Le gouvernement dissout un groupuscule néonazi

- Avec AFP

Le gouvernement dissout un groupuscule néonazi© Fred Tanneau Source: AFP
Une tombe vandalisée avec des croix gammées peintes à la bombe dans un cimetière de Ploermel, dans l'ouest de la France, le 1er avril 2019.

Le Conseil des ministres a proclamé ce 24 juillet la dissolution du groupe néonazi «Blood and Honour Hexagone». Cette décision fait suite à un engagement pris par le président de la République devant le Crif fin février.

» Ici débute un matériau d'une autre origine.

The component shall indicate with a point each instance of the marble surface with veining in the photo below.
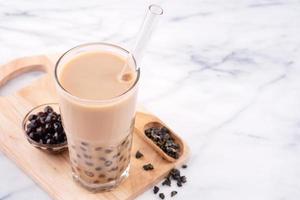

La dissolution du groupuscule néonazi «Blood and Honour Hexagone» a été prononcée ce 24 juillet en Conseil des ministres.

Le président Emmanuel Macron s'était engagé fin février lors du dîner annuel du Conseil représentatif des institutions juives de France (Crif) à dissoudre ce mouvement très minoritaire ainsi que Bastion social et Combat 18. 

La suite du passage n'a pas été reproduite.